Where weight is a concern, the offset could be neo drivers of your budget can spare the expense. You can also do a modular approach as the lx521……four 8” woofers in a hybrid W frame would give you a near perfect seated on axis ear height for your coax driver. Doing so would allow you some experimental baffle shapes for the coax as well. I believe Linkwitz’s simulations only took him so far to creating the strange top hat baffle we see in the 521. Remember crude experimenting can be simple with just the clever use of thick cardboard and some tape or a little hot glue.
 
How does VituixCAD account for the large motor structure that is "in the way" to the rear of the coax when it creates a model of the SPL and power responses? Or do you use measurements to generate those plots?

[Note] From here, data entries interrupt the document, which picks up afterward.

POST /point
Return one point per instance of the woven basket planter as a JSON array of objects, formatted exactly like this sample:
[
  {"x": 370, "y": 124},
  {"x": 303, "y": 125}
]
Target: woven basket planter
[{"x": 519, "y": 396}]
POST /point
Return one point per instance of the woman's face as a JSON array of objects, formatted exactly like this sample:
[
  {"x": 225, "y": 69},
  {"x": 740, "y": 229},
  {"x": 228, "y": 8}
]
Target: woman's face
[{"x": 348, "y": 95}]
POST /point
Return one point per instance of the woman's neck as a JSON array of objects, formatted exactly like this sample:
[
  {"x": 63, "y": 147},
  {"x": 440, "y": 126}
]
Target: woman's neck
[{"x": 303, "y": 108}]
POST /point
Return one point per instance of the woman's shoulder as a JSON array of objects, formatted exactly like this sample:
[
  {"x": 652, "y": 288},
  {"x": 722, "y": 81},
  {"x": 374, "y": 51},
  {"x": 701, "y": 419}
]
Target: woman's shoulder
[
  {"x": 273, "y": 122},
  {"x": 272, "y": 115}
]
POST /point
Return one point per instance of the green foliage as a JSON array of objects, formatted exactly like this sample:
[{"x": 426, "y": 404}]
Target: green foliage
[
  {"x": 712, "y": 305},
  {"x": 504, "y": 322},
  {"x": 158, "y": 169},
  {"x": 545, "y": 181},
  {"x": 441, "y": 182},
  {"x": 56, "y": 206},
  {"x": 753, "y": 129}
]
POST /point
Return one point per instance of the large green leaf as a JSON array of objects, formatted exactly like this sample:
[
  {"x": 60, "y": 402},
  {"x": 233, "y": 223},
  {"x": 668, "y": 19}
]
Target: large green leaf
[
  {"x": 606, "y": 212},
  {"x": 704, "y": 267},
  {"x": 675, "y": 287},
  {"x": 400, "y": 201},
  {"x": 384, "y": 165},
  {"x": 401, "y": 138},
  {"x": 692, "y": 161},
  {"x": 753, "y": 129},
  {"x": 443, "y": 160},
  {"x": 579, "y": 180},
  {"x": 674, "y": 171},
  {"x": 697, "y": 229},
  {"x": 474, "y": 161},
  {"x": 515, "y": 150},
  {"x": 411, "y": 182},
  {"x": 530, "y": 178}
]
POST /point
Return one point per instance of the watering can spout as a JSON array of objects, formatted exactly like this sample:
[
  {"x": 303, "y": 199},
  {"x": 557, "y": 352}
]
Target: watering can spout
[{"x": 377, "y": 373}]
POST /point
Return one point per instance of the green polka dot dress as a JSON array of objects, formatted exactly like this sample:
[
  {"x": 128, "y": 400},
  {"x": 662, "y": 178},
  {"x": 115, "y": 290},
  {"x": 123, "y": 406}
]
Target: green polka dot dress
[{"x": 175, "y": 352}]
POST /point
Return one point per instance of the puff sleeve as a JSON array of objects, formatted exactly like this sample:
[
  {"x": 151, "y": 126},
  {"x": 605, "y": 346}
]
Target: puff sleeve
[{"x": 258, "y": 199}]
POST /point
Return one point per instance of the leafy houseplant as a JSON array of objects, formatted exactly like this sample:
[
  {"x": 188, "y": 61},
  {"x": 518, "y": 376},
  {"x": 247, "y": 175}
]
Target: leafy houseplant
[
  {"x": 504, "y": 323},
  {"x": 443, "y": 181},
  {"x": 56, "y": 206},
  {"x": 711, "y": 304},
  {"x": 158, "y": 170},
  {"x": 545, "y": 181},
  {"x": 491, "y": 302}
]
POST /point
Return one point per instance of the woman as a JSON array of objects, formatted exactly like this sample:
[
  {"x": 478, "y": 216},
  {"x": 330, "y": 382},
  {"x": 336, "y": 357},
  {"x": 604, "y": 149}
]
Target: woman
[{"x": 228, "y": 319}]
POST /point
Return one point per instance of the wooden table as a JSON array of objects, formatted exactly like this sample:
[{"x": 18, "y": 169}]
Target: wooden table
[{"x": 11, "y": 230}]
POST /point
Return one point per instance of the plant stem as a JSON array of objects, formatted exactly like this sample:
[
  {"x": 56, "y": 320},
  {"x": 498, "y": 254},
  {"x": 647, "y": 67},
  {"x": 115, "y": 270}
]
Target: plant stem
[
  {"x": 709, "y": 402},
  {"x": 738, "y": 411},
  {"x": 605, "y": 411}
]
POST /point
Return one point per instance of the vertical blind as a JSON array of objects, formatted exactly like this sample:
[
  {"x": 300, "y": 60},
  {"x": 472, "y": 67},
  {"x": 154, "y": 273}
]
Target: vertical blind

Also, IMO placing the coax at the top edge of a baffle that is only about as wide as the driver frame is a good way to make the pattern behave well. This was done commercially in for example the Emerald Physics CS2.3
Charlie: thanks for your tips. You pointed me towards the Emerald Physics baffle originally.

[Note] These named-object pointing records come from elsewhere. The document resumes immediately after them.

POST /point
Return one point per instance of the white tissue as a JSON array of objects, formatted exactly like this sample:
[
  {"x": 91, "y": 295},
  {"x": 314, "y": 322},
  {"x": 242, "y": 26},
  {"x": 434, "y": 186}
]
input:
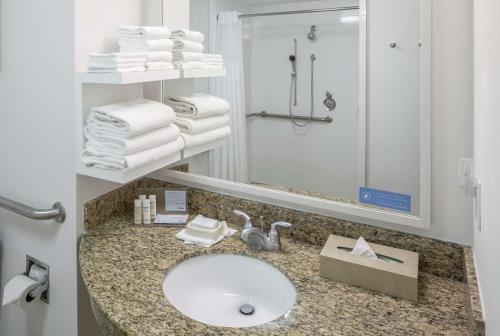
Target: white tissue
[
  {"x": 17, "y": 289},
  {"x": 363, "y": 249}
]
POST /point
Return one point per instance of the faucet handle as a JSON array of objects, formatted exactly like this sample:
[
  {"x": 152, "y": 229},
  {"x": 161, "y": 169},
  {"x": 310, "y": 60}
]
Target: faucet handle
[{"x": 248, "y": 220}]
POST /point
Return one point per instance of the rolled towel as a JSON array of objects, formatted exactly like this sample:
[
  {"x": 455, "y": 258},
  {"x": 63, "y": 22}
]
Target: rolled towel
[
  {"x": 196, "y": 126},
  {"x": 193, "y": 140},
  {"x": 159, "y": 56},
  {"x": 132, "y": 45},
  {"x": 158, "y": 66},
  {"x": 130, "y": 118},
  {"x": 184, "y": 45},
  {"x": 187, "y": 56},
  {"x": 149, "y": 32},
  {"x": 198, "y": 105},
  {"x": 189, "y": 35},
  {"x": 117, "y": 145},
  {"x": 96, "y": 158}
]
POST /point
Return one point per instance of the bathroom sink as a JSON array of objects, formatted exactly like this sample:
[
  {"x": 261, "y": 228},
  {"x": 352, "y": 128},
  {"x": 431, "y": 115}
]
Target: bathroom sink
[{"x": 229, "y": 290}]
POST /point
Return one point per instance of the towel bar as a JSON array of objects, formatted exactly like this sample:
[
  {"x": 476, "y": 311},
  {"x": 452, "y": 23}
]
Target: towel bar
[
  {"x": 286, "y": 116},
  {"x": 57, "y": 211}
]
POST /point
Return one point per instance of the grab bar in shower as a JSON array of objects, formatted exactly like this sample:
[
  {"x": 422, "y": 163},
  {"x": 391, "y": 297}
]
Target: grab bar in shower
[
  {"x": 57, "y": 211},
  {"x": 286, "y": 116}
]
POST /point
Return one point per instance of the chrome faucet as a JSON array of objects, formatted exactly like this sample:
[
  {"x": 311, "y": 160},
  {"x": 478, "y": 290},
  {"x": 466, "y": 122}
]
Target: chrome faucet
[{"x": 256, "y": 238}]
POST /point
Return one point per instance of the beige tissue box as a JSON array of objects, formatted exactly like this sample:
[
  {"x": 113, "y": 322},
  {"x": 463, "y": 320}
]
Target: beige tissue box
[{"x": 398, "y": 279}]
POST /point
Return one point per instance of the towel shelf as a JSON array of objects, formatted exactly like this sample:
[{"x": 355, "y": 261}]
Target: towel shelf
[
  {"x": 57, "y": 211},
  {"x": 286, "y": 116}
]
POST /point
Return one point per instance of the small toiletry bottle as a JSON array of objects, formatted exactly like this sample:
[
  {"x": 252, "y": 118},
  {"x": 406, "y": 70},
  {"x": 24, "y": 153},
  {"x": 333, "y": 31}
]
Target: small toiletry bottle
[
  {"x": 137, "y": 212},
  {"x": 152, "y": 204},
  {"x": 146, "y": 212}
]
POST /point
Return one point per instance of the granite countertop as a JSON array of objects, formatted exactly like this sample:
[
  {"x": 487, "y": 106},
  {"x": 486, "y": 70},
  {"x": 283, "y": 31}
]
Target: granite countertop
[{"x": 124, "y": 268}]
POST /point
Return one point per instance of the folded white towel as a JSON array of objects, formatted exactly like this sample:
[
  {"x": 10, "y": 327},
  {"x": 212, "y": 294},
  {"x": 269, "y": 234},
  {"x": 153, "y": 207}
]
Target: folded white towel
[
  {"x": 193, "y": 140},
  {"x": 158, "y": 66},
  {"x": 189, "y": 35},
  {"x": 149, "y": 32},
  {"x": 188, "y": 56},
  {"x": 184, "y": 45},
  {"x": 105, "y": 142},
  {"x": 159, "y": 56},
  {"x": 198, "y": 105},
  {"x": 134, "y": 45},
  {"x": 104, "y": 160},
  {"x": 130, "y": 118},
  {"x": 196, "y": 126}
]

My VituixCad dipole and U-frame simulations are based on two cones in baffles, one facing forward and one backwards separated by the baffle thickness or U-frame depth, with their responses synthesized in the Vituix diffraction tool and then summed in the main simulation.

The kind of detail like the effect of blocking by the driver frame and magnet is available using ABEC3/AKABAK. You draw the driver cone and magnet structure in CAD with the U-frame around them and export STL or a mesh to ABEC that does a BEM simulation with polar response output files that can be massaged back into Vituix. Its a lot of work to get the CAD and then the mesh of adequate quality but perhaps something to do when its too cold to go outside to build or measure. Since I'm only using the U-frame up to 100 Hz I'm going to wave my hands and say since the magnet diameter is a small fraction of the wavelength it can be ignored.

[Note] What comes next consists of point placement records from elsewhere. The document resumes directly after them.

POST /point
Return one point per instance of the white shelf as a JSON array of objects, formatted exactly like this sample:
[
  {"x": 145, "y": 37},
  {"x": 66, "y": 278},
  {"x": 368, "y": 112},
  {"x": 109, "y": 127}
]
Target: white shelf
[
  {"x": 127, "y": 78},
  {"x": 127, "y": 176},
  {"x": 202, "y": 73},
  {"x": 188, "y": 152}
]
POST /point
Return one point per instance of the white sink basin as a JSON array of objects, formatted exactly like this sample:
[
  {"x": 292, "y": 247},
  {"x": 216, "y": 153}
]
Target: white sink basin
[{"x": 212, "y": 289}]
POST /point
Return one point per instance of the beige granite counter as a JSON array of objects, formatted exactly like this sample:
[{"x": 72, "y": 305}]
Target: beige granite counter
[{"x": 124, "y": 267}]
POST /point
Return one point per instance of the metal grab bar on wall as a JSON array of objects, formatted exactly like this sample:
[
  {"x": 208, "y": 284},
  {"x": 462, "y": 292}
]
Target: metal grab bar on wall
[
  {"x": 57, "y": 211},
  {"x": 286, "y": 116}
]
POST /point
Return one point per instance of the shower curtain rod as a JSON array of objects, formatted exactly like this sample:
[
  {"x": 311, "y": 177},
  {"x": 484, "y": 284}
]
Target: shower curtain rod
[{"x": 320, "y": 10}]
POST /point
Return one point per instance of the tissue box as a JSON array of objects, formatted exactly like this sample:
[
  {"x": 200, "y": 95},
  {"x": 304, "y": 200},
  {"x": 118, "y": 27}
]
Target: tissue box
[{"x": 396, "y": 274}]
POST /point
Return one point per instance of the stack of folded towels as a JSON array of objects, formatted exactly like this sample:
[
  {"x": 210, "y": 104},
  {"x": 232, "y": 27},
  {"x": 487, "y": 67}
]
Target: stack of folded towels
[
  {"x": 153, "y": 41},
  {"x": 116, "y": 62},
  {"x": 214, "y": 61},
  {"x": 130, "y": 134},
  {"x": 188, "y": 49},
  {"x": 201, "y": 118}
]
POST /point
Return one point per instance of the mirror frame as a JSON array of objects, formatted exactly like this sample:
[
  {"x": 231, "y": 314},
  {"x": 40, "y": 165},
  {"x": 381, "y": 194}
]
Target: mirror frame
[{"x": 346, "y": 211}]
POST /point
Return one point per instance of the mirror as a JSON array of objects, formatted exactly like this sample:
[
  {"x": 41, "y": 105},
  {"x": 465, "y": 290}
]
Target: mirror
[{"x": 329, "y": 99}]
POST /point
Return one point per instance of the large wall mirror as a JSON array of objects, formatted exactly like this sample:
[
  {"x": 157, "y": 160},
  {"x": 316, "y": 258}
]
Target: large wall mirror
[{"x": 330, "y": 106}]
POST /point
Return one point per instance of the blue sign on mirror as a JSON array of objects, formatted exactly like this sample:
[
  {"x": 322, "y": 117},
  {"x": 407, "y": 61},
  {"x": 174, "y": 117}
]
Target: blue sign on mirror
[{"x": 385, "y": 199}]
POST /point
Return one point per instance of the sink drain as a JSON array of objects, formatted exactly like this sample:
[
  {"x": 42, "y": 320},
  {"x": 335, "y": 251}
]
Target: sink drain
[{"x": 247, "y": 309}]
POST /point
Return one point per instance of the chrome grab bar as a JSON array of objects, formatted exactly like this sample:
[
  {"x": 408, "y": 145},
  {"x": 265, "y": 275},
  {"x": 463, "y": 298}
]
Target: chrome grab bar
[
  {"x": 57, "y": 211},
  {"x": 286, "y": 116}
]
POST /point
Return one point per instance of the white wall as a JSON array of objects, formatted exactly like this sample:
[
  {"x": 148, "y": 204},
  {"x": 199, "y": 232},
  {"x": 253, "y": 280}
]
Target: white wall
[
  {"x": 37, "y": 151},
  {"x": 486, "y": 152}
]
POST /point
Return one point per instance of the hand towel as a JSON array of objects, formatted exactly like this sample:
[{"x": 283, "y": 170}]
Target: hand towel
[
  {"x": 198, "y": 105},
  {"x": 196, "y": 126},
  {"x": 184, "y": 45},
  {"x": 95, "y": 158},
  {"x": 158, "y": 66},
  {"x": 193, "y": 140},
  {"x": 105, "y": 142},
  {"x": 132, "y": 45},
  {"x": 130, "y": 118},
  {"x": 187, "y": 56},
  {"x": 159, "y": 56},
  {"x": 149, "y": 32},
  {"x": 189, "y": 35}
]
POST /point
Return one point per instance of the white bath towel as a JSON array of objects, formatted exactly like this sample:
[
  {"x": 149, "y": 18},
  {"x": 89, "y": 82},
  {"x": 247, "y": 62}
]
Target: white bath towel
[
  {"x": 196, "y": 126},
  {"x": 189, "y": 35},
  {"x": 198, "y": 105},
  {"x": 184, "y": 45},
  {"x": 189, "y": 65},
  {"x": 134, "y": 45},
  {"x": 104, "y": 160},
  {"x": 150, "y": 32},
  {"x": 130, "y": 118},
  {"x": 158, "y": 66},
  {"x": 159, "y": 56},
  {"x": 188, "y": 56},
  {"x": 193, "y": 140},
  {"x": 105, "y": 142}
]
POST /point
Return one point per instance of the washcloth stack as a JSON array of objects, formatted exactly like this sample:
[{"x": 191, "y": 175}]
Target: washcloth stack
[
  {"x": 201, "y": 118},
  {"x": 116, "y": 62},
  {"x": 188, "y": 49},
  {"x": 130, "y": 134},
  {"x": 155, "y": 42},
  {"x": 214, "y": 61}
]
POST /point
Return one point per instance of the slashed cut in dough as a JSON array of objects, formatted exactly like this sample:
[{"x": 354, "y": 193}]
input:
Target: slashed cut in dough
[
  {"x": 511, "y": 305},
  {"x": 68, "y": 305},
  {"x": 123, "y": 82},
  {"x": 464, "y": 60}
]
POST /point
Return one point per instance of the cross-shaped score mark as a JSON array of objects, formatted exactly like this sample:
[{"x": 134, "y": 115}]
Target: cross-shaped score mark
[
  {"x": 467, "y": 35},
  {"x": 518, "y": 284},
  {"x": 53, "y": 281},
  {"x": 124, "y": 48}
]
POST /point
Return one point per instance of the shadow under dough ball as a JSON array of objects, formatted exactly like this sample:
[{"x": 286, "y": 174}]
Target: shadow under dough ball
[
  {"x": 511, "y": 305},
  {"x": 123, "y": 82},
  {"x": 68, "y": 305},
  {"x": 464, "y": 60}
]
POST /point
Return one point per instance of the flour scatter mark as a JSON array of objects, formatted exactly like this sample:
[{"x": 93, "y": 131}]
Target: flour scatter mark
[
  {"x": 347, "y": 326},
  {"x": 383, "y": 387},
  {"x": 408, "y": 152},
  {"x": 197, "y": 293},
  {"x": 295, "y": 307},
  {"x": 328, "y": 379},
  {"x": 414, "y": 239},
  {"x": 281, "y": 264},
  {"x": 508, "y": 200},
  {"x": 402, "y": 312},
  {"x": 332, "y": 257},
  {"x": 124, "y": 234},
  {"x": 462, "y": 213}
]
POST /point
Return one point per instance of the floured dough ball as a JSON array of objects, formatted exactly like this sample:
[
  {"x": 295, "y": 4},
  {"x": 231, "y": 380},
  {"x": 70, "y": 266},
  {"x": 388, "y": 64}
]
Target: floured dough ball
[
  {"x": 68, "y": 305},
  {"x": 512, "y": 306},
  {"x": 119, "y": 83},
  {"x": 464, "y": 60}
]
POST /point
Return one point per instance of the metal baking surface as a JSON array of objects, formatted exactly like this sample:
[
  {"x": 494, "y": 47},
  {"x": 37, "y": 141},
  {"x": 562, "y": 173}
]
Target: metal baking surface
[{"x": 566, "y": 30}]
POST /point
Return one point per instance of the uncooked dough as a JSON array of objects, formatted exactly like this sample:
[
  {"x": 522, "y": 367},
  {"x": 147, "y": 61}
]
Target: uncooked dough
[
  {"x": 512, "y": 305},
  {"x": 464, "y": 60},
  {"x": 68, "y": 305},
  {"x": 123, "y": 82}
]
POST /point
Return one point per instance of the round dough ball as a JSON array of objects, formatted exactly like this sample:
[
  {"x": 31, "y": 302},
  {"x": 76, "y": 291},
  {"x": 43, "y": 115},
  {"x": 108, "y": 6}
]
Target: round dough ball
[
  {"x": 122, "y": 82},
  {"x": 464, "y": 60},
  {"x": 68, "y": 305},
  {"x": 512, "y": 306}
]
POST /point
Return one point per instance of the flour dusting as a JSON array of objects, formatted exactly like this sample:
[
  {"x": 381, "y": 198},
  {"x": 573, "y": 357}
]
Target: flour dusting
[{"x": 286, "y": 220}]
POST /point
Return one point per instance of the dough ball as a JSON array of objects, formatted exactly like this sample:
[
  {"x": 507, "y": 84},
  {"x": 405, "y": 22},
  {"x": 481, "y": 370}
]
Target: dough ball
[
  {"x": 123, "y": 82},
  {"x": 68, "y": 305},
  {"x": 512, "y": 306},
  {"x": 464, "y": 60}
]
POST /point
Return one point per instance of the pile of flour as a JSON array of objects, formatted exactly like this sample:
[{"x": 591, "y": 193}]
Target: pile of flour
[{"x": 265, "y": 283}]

That isn't the case for the coax driver however. The frame and magnet structure will have a much greater effect. There, I'm just crossing my fingers and hoping for the best :)

Actually, I'm relying on the work of others, @perrymarshall in particular, for proof That that the 5208C coax driver is worthy of an OB build,
That is really the goal of these simulations: to show that the system architecture and driver choice work and, given also the rich history of OB builds, this design is worth prototyping.